Now is the time for color bravery

Being color brave can feel risky and uncomfortable, but there is a different role for brands to play.
05 June 2020
Person of color outlook
Melissa Hansberry

Director, Client Leadership

Get in touch

At Kantar we are focused on understanding people, and are committed to understanding the culture shock occurring across the United States due to the deaths of black Americans stemming from racial bias. We are devoted to amplifying the voices of the unheard so we can hear them, acknowledge them, and stand with them. Beyond ourselves, brands that wish to be an intrinsic part of the social fabric must go beyond passive color blindness and learn to be color brave.

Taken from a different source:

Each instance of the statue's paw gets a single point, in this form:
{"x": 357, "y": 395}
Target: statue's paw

Color bravery, originally introduced by financial executive Mellody Hobson in a 2014 TED Talks, means being realistic about race issues in our country and addressing them directly rather than pretending they don’t exist. The alternative, color blindness, has allowed businesses to ignore inequalities in the marketplace and save money by treating everyone the same. At Kantar, we have been talking about this issue for quite a while. In 2014, we analysed what it takes to be color brave in order and developed these eight steps.

color brave brands 

Source: Kantar, US Monitor, Identity & Inclusion Insights

We know that racial bias, economic disparity, and discrimination have continued to be a part of black American lives. Today, we know emotions are heightened due to the impact of COVID-19 and that black Americans, in particular, are feeling more uncertain and overwhelmed. An astounding 73% of black Americans feel few brands genuinely care about the state of black American communities. But when they do, 88% of black Americans agree that those brands deserve their loyalty.


We cannot remain silent, be idle, or turn a blind eye. Being color brave can feel risky and uncomfortable, but there is a different role for brands to play:

  1. Starting and leading the conversation
  2. Facilitating exchange
  3. Listening and supporting

But brands, and the marketers behind them, help shape American society and culture. As marketers, we have a  responsibility to protect people and help them thrive; brands cannot exist without consumers. Marketers that don’t take action now put their employees, their consumers, and their own future at risk. It’s time to use our influence to uphold black Americans; it’s time to act.